The very high number of migrant workers abroad is also a major feature of Covid-19. In the initial weeks of the pandemic, some three million workers were stranded in a foreign country, mostly in Asia and the Middle East. This number grew rapidly as governments imposed harsher measures. At the peak of the pandemic in 2020, over 160 countries had closed their borders, with 99 States making no exception for people seeking protection. However, another difference with the past is that many States assisted their citizens with repatriation. By June 2021, India had repatriated more than 6 million stranded Indians from all over the globe; in April 2020, the Ukrainian government announced that 2 million Ukrainians had returned from abroad; and estimates suggest that 1 million people have and will return to Egypt.

Also, even though xenophobia and scapegoating did take place, the scale and breadth of Covid-19 made it harder than in the past to blame a particular group of migrants or foreigners. This also happened during the Spanish Flu: even though it coincided with a major wave of immigration to the United States, since the disease struck individuals of all groups and classes throughout the country, no particular immigrant group was blamed.

The scale and breadth of Covid-19 made it harder than in the past to blame a particular group of foreigners. 
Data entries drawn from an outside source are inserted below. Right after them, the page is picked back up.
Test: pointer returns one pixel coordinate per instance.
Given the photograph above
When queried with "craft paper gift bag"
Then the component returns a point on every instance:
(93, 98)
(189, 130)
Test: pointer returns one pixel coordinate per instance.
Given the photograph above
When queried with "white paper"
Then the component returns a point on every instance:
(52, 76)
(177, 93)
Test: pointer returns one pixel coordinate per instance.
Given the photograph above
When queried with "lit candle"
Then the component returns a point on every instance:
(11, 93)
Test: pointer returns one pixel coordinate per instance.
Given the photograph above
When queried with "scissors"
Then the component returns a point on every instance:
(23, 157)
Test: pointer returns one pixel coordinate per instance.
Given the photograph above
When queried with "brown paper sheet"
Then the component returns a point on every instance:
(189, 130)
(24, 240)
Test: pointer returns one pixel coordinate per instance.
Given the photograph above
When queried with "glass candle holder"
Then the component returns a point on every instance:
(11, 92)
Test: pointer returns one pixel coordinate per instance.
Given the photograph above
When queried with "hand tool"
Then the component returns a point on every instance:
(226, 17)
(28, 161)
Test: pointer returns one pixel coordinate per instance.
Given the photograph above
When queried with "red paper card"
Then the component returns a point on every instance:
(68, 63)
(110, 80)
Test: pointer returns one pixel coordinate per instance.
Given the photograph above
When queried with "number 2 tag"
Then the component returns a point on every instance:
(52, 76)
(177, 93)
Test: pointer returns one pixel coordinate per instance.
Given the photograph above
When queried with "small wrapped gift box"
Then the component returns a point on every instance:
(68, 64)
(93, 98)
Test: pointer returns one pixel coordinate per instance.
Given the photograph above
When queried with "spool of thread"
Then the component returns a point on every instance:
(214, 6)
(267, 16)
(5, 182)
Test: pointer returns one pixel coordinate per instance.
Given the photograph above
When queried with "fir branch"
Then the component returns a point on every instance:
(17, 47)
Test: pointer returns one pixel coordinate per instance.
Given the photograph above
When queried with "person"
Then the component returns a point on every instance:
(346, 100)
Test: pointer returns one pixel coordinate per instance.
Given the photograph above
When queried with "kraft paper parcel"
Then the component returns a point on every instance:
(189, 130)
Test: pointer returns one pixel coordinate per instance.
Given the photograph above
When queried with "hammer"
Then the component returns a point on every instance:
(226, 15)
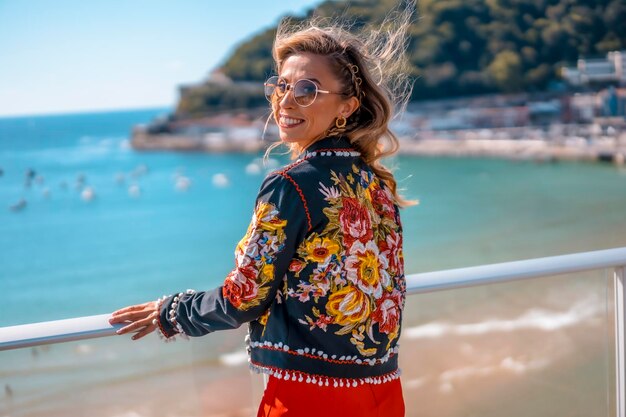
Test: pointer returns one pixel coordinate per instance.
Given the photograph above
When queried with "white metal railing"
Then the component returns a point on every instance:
(89, 327)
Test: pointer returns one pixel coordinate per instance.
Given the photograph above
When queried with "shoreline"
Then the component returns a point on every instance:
(499, 143)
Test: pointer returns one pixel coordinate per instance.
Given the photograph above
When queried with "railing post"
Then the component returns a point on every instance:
(620, 330)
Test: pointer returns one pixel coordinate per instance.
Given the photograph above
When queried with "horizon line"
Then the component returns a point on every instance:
(71, 112)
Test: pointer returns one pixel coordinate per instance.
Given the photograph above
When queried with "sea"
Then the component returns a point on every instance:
(89, 225)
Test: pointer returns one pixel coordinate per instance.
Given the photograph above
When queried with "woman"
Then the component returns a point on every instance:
(319, 274)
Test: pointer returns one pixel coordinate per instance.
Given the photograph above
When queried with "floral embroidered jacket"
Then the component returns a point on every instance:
(319, 275)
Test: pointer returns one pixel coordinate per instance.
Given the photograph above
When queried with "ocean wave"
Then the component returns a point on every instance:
(532, 319)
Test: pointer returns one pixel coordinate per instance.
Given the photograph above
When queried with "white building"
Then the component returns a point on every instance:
(602, 70)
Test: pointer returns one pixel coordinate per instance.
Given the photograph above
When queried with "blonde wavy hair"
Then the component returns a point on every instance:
(371, 66)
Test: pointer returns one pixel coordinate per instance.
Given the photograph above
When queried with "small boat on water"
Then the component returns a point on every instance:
(19, 206)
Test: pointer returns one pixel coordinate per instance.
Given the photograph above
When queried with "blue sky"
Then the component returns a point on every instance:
(69, 55)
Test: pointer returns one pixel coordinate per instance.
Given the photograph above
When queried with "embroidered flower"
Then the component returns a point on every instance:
(320, 250)
(348, 306)
(240, 286)
(355, 221)
(245, 286)
(366, 268)
(391, 249)
(387, 312)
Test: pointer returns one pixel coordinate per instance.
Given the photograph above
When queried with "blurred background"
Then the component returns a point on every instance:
(131, 152)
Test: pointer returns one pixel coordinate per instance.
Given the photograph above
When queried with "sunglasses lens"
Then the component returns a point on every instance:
(272, 86)
(304, 92)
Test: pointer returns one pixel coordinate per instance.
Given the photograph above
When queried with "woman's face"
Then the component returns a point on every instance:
(304, 125)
Disruptions caused by the pandemic may have reduced the overall number of international migrants by around 2 million globally by mid-2020, corresponding to a decrease of around 27 percent in the growth expected from July 2019 to June 2020. In Organization of Economic Cooperation and Development (OECD) countries, the number of first work permits fell by 46% during the first semester of 2020. Arrivals of new refugees and asylum-seekers went sharply down in most regions. According to the UN High Commissioner for Refugees, there were about 1.5 million fewer refugees and asylum-seekers than would have been expected pre-Covid-19. The European Union (EU) as a whole registered a 33% year-on-year decrease in asylum applications and a 6-year low in irregular border crossings. Refugee resettlement registered a drastic plunge with just 34,400 refugees resettled, the lowest level in 20 years. 

Then again, such numbers do not represent a drastic evolution. There are still more than 100 million more migrants in the world than was the case twenty years ago (281 million in 2020, against 173 in 2000). The number of forcibly displaced persons has not been deeply affected: during 2020, numbers have continued to rise (for internally displaced persons), or have stayed flat (for refugees and asylum seekers). 
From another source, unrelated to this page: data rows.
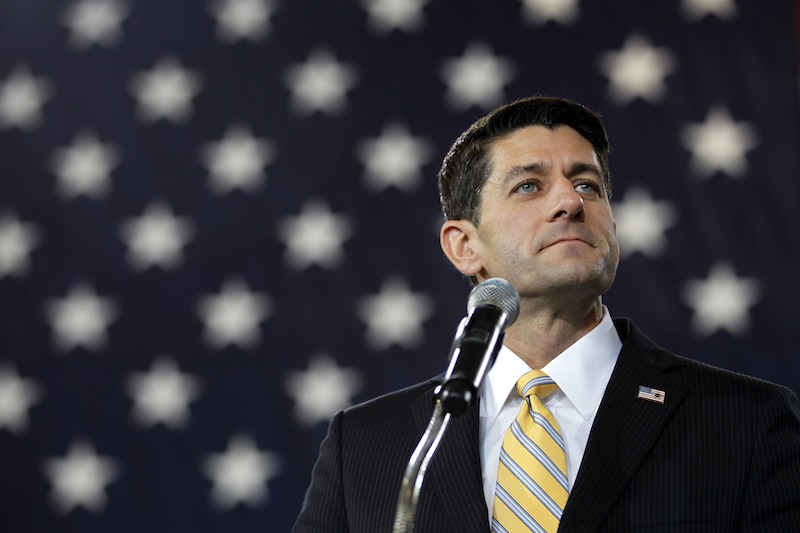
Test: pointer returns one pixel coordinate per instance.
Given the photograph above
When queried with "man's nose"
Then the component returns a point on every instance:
(567, 202)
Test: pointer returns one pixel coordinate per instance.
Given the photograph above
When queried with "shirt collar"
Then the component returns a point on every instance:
(581, 371)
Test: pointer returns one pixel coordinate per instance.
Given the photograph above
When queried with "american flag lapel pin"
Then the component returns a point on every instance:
(654, 395)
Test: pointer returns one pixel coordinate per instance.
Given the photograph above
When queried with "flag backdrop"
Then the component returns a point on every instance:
(218, 222)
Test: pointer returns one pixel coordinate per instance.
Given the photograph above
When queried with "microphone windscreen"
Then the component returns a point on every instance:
(497, 292)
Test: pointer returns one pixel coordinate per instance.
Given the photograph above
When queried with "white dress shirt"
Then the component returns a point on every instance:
(581, 372)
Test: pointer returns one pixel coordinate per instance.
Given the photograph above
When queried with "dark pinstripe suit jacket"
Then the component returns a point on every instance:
(722, 453)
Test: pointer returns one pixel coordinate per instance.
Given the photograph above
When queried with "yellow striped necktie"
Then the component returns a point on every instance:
(532, 487)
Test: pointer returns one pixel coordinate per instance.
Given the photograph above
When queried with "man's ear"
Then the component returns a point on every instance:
(461, 246)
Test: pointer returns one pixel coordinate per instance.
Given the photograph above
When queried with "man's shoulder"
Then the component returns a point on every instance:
(396, 400)
(702, 377)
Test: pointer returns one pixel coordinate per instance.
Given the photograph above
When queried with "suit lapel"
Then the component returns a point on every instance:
(624, 430)
(455, 471)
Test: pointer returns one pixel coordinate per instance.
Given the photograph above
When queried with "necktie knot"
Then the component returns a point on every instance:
(536, 383)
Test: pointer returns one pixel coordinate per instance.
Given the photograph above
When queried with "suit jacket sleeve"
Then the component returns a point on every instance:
(324, 506)
(772, 502)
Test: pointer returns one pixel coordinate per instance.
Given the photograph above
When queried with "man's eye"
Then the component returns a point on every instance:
(586, 187)
(527, 187)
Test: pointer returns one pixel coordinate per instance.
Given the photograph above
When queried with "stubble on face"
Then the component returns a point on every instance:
(543, 242)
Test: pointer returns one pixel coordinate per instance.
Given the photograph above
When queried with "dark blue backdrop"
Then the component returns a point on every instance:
(208, 207)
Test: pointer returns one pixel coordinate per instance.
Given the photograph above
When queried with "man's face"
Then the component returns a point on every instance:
(545, 220)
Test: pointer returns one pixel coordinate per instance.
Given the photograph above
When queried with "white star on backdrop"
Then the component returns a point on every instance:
(162, 395)
(80, 478)
(233, 316)
(477, 78)
(388, 15)
(84, 168)
(394, 315)
(642, 223)
(94, 22)
(81, 318)
(240, 474)
(17, 240)
(719, 144)
(722, 301)
(22, 96)
(17, 396)
(237, 161)
(538, 12)
(156, 238)
(320, 84)
(314, 237)
(637, 70)
(322, 390)
(242, 19)
(165, 92)
(395, 158)
(697, 9)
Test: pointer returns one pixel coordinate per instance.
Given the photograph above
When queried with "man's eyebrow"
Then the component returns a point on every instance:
(583, 168)
(540, 168)
(537, 167)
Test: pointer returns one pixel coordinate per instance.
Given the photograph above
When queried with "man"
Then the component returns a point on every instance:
(652, 441)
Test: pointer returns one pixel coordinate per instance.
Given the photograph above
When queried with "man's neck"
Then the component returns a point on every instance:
(540, 334)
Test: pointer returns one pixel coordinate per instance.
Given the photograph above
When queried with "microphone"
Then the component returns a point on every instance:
(491, 307)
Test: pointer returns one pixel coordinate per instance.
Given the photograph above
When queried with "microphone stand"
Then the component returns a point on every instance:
(417, 466)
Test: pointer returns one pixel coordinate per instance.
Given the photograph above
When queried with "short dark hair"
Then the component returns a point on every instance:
(467, 166)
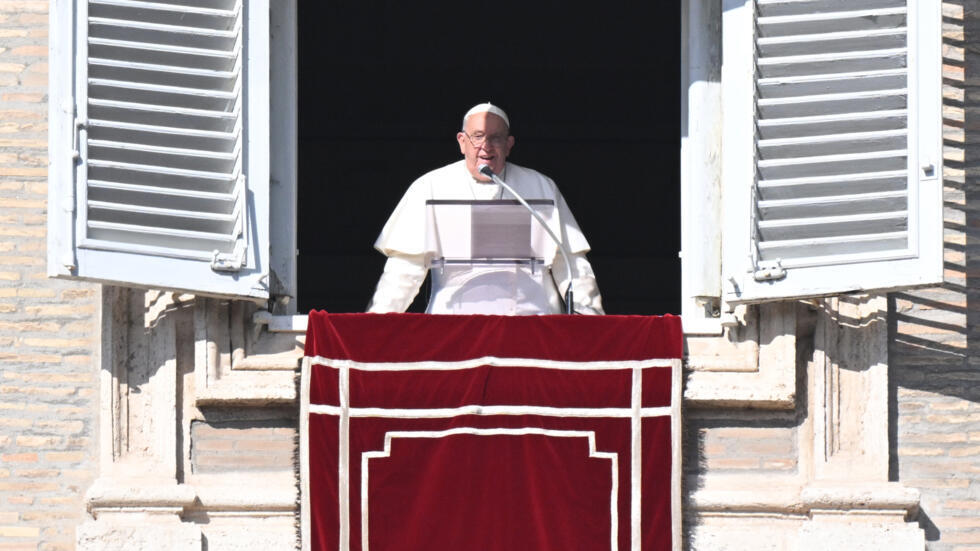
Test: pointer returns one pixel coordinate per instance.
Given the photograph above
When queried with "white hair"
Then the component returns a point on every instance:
(486, 108)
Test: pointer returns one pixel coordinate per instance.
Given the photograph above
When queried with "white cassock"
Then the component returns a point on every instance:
(494, 291)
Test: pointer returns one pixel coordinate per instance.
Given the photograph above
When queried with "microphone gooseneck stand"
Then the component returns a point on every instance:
(488, 172)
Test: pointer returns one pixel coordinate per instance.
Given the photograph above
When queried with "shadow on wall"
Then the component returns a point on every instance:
(934, 350)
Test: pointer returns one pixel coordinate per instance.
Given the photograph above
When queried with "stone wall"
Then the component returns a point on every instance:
(934, 351)
(48, 329)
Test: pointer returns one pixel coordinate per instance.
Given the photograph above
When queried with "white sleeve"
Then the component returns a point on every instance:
(399, 283)
(585, 290)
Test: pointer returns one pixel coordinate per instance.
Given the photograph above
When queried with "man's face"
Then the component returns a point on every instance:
(493, 132)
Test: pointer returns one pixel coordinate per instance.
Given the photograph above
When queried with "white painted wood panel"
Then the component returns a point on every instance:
(845, 97)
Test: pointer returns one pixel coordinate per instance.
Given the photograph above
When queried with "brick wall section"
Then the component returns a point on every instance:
(48, 329)
(236, 446)
(747, 442)
(934, 353)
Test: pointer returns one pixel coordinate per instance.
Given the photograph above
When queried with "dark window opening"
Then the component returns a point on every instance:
(593, 94)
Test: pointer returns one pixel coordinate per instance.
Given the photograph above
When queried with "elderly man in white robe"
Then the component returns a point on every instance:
(484, 140)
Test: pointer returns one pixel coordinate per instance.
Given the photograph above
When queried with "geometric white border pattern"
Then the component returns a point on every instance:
(612, 456)
(635, 413)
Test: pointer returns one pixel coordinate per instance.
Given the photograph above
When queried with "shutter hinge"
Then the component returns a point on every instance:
(233, 262)
(769, 270)
(76, 154)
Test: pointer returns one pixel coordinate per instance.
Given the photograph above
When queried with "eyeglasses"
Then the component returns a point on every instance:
(480, 139)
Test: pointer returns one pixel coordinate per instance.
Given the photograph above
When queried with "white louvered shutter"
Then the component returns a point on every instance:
(834, 146)
(171, 137)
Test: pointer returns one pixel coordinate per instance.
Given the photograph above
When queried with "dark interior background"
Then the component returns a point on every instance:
(592, 92)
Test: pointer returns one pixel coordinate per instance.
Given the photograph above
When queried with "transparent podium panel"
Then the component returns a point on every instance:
(490, 257)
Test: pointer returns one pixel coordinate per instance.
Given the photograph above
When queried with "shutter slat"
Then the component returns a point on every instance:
(832, 144)
(833, 226)
(164, 96)
(807, 85)
(831, 140)
(191, 216)
(833, 104)
(164, 135)
(151, 68)
(790, 127)
(162, 170)
(832, 165)
(826, 22)
(169, 31)
(796, 7)
(799, 207)
(836, 250)
(218, 142)
(840, 62)
(188, 242)
(176, 9)
(148, 195)
(849, 41)
(832, 185)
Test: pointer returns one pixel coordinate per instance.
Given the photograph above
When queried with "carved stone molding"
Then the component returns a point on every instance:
(753, 364)
(240, 362)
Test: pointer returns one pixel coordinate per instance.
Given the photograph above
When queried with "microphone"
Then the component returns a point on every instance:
(485, 169)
Normalcy on the (distant) horizon

It is now a relatively safe bet that the world will see a slow but steady return to large-scale movements of persons across the planet. 
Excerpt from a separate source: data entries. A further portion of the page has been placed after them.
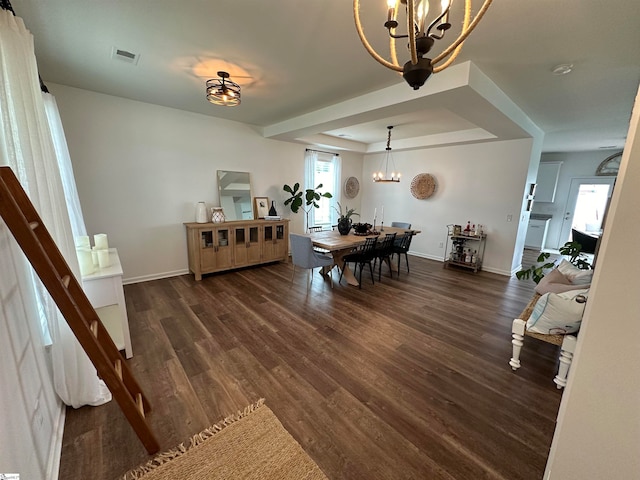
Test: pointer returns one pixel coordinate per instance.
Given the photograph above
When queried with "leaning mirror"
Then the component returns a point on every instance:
(235, 195)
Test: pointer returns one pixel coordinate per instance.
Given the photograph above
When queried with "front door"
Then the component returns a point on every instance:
(586, 204)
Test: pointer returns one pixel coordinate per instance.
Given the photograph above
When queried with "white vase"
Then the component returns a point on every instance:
(217, 215)
(201, 213)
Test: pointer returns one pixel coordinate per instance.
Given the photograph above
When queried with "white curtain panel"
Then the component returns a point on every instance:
(310, 158)
(337, 187)
(27, 147)
(65, 167)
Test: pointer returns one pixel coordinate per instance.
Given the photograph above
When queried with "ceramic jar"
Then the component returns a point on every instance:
(217, 215)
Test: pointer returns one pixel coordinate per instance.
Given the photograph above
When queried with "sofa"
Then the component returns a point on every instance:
(554, 315)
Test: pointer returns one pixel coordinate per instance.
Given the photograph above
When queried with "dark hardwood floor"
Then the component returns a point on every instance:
(404, 379)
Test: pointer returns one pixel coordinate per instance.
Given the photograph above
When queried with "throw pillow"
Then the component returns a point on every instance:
(558, 313)
(556, 282)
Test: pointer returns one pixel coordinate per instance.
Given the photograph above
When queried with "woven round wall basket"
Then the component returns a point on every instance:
(423, 186)
(351, 187)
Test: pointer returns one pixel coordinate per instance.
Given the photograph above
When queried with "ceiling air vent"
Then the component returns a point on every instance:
(125, 56)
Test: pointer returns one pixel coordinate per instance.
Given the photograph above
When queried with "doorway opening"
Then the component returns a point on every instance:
(586, 206)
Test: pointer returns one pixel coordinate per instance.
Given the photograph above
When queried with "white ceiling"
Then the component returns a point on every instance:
(296, 57)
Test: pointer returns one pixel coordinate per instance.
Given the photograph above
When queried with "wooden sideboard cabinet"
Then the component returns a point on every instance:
(215, 247)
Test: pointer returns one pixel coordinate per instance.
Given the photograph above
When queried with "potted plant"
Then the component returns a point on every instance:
(311, 198)
(344, 219)
(536, 272)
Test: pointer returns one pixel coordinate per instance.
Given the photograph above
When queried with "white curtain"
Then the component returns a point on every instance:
(337, 187)
(65, 167)
(27, 147)
(333, 187)
(310, 158)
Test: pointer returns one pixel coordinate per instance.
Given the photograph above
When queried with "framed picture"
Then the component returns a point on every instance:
(260, 207)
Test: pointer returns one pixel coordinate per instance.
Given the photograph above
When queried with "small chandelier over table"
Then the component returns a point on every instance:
(421, 35)
(222, 91)
(388, 158)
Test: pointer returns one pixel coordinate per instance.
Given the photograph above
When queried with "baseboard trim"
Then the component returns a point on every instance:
(154, 276)
(55, 452)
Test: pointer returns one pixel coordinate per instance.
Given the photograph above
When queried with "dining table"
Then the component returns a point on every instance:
(340, 245)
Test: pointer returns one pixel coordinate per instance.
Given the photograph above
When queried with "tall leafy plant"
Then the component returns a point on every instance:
(571, 250)
(305, 199)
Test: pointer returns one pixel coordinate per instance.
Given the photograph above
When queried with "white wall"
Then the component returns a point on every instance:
(482, 183)
(598, 431)
(574, 164)
(140, 170)
(31, 414)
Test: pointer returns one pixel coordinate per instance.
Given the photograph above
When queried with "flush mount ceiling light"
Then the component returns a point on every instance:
(422, 35)
(221, 91)
(562, 69)
(383, 177)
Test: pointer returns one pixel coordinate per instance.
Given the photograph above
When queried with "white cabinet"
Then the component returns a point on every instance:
(536, 234)
(548, 173)
(104, 290)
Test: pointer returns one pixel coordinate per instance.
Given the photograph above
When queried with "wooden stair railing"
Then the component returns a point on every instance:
(35, 241)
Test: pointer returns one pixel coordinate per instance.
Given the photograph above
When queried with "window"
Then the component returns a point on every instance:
(323, 168)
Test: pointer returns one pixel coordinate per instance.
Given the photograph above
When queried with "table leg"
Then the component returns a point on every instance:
(347, 274)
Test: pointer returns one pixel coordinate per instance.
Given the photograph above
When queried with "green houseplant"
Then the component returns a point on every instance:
(572, 250)
(344, 219)
(305, 199)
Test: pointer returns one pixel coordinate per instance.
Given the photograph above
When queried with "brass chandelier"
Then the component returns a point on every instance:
(421, 36)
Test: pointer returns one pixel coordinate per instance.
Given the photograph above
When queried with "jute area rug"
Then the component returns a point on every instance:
(249, 445)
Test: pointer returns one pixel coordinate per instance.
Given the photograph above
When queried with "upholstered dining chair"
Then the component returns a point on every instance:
(315, 229)
(401, 247)
(304, 256)
(364, 254)
(383, 252)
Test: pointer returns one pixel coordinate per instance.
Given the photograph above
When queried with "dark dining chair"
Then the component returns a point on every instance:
(384, 250)
(402, 247)
(364, 254)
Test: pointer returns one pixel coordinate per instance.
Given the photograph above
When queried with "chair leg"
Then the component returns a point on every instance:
(517, 329)
(373, 282)
(566, 357)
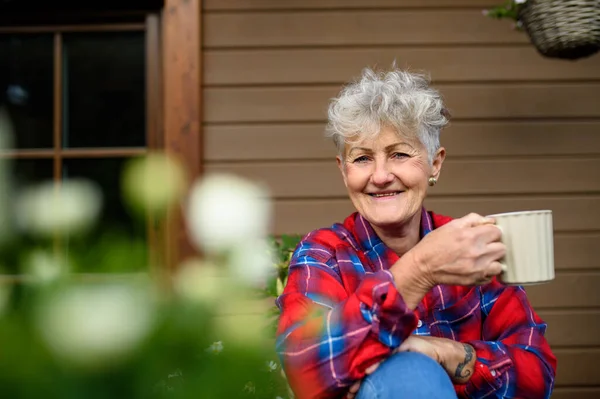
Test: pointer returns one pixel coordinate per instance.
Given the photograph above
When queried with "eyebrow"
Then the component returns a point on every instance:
(389, 147)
It will be steady because the economic and cultural pressures for international travel are very strong. Already in 2020, several European countries made exceptions to their border rules for temporary migrant labor entry - because they have become so dependent on them (for agriculture or healthcare, for instance). Also, remittances have become a critical resource for developing countries - whereas such remittances were projected by the World Bank to see a $78 billion dip in 2020, around 14 percent of the total amount. Likewise for tourism, which matters enormously for the economies of many countries, including some developed ones. Not to mention the urge to travel again for many. The International Air Travel Association forecasts that by 2023, the number of passengers will be equal to that of 2019 - and that global travel will have suffered just a loss of 2 years of growth. 

Resumption of migration and mobility to pre-Covid-levels will be slow, though. At this point, it is too early to predict when most developing and emerging countries will be considered safe for normal business and leisure travel, and when citizens will be able to come and work in Covid-safe countries. But it would be reasonable to bet that it is a matter of years more than months.